Cerita kedua, “Akhir Burung Tidak Disebut Kematian,” memiliki alur yang lebih tegas. Dua orang pasien hepatitis C tahap ringan dan berat saling menjalin persahabatan karena ditempatkan di kamar rawat inap yang sama. Dari percakapan keduanya kita bisa menyaksikan lagi-lagi bagaimana manusia menerima nasib yang menimpa dirinya. Awalnya memberontak dan ingin protes, lalu mau tak mau dijalani saja, sampai akhirnya pasrah dengan takdir yang telah ditetapkan untuknya. Sepanjang cerita ini pembaca akan disuguhi detail yang lumayan rinci tentang penyakit hepatitis C, perawatan, penyebab, dan apa bagaimana penyakit itu menyerang tubuh penderitanya. Kisah kedua ini juga memiliki lumayan banyak kalimat yang layak kutip, dengan ending yang lumayan hangat meskipun nuansa kelam kalem khas Jepang itu masih ada.

Cerita terakhir mengangkat tema besar tentang hobi panjat tebing. Seorang guru bernama Shusaku menemukan suakanya lewat aktivitas memanjat tebing yang ekstrem dan berbahaya.

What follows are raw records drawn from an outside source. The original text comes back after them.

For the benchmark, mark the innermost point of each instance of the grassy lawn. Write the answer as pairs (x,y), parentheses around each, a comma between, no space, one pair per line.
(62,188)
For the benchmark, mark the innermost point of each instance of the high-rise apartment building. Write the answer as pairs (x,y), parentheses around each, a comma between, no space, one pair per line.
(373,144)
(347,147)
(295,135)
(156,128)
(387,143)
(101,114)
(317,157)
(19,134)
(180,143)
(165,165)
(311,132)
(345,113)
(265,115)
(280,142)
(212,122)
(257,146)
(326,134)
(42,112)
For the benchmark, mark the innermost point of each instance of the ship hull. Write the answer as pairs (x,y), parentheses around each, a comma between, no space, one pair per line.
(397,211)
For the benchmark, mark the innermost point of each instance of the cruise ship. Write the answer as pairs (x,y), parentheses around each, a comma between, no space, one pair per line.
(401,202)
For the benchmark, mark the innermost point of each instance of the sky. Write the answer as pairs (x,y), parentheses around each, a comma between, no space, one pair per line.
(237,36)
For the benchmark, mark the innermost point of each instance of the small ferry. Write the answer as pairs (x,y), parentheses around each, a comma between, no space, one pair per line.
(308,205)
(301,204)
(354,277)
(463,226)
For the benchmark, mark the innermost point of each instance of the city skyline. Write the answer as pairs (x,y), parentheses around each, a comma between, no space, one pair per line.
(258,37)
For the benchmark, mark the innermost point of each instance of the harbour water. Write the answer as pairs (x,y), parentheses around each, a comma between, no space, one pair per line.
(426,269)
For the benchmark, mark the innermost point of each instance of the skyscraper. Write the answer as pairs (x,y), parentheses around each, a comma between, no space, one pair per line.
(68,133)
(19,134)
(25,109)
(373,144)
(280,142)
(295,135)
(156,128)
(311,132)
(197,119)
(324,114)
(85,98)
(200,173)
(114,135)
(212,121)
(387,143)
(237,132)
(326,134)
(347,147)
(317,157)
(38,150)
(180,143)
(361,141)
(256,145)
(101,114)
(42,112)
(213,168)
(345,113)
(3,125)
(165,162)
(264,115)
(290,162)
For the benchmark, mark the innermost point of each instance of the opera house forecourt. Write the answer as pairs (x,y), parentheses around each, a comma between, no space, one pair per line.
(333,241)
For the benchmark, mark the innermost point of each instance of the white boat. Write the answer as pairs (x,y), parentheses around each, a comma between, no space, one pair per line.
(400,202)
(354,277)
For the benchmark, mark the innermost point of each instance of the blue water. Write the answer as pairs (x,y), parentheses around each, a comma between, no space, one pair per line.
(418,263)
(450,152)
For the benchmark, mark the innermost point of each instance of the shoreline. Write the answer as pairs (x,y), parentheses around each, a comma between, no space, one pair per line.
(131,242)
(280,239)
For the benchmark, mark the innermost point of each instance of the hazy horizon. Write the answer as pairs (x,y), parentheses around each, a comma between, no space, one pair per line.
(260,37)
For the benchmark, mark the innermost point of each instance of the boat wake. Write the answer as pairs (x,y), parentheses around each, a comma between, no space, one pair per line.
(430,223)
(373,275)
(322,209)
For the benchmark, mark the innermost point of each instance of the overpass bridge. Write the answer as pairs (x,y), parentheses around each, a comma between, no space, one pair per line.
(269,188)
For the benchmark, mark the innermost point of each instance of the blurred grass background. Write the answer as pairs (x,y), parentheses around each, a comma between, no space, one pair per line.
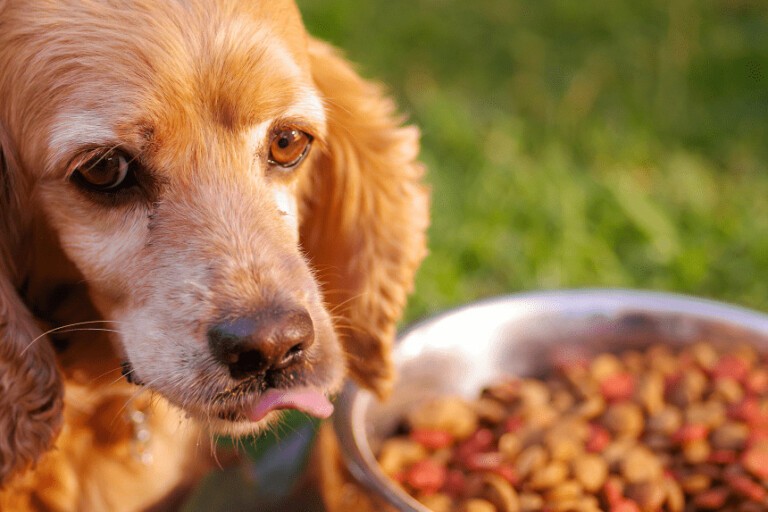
(578,143)
(569,144)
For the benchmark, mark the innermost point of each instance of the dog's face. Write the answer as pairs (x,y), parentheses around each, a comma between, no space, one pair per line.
(168,143)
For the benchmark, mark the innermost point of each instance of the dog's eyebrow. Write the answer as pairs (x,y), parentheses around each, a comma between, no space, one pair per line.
(71,130)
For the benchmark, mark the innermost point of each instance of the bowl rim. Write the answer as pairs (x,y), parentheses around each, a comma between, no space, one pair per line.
(353,401)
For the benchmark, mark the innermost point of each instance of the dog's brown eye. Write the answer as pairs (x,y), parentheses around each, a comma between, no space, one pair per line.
(288,148)
(106,172)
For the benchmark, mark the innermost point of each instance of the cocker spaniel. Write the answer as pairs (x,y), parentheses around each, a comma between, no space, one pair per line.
(202,197)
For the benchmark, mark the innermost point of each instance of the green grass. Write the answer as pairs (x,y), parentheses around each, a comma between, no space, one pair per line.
(574,144)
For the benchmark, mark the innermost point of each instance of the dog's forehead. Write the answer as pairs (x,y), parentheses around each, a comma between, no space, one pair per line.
(163,68)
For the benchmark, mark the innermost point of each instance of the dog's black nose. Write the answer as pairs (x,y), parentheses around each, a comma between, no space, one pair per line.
(271,340)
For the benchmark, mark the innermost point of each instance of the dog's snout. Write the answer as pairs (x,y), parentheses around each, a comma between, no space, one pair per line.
(270,340)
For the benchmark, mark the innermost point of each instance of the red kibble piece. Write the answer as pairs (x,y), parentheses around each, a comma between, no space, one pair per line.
(755,460)
(757,381)
(432,439)
(757,435)
(598,439)
(722,457)
(513,424)
(481,440)
(750,411)
(747,487)
(455,482)
(612,492)
(426,476)
(508,473)
(731,367)
(625,505)
(617,387)
(746,410)
(711,498)
(691,432)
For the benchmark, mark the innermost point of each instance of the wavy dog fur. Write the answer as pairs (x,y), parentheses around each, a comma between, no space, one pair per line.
(192,92)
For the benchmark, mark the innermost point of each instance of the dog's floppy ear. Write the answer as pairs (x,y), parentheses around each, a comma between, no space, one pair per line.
(365,214)
(30,382)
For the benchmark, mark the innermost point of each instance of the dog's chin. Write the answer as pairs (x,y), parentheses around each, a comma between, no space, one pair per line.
(253,412)
(242,427)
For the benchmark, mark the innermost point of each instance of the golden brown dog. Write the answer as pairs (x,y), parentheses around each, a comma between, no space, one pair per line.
(207,198)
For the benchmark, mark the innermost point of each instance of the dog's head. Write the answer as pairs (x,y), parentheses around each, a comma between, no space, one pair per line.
(243,207)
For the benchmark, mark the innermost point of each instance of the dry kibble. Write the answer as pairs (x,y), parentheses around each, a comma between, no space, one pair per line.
(534,394)
(490,410)
(651,431)
(667,421)
(510,445)
(548,476)
(729,436)
(704,354)
(650,392)
(624,419)
(641,465)
(675,499)
(711,414)
(437,502)
(477,505)
(605,365)
(695,483)
(530,460)
(591,471)
(648,495)
(500,493)
(567,491)
(696,451)
(397,453)
(530,501)
(450,414)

Orang lain termasuk istrinya sudah mewanti-wanti agar pria itu berhenti melakukan hobinya. Tetapi, panjat tebing ibarat sudah menjadi tali tambatan bagi pria tersebut agar tetap waras di dunianya yang sering goyah. Bahkan ketika kecelakaan itu menimpanya, Shusaku tidak bisa melepaskan diri dari hobinya itu. Bagaimana pun, seseorang memerlukan hobi sebagai ajang eksitensinya di dunia ini. Dari cerita ini, kita seolah diajak merenung betapa kehidupan yang sering kali memang tak sempurna memang sudah seharusnya dijalani saja tanpa harus terlalu banyak dipikirkan kenapa dan mengapanya. Dan melakukan hobi yang disenangi bisa menjadi penyelamat dalam kehidupan yang memang kadang tidak berjalan sesuai yang diinginkan.

Rasa haru, suasana ngun-ngun khas negeri Jepang terasa banget dalam cerita-cerita ini. Apalagi penceritaan menggunakan sudut pandang orang pertama yang membuat pembaca bisa merasakan apa yang dirasakan karakter-karakternya. Novel-novel semacam ini membantu banget buat kita untuk memahami  karakter dan pemikiran dari orang-orang yang berasal dari budaya dan tempat yang berbeda. Ini salah satu manfaat dari membaca novel: menjadikan kita manusia yang manusiawi, yang mau memahami kondisi orang lain, serta menyadari bahwa dunia berputar dengan cara yang berbeda-beda untuk setiap orang. Jempol lima layak disematkan kepada sang penerjemah, yang menurut saya telah berhasil menyampaikan ulang novel Jepang ini dalam bahasa Indonesia. Terima kasih atas kerja kerasnya.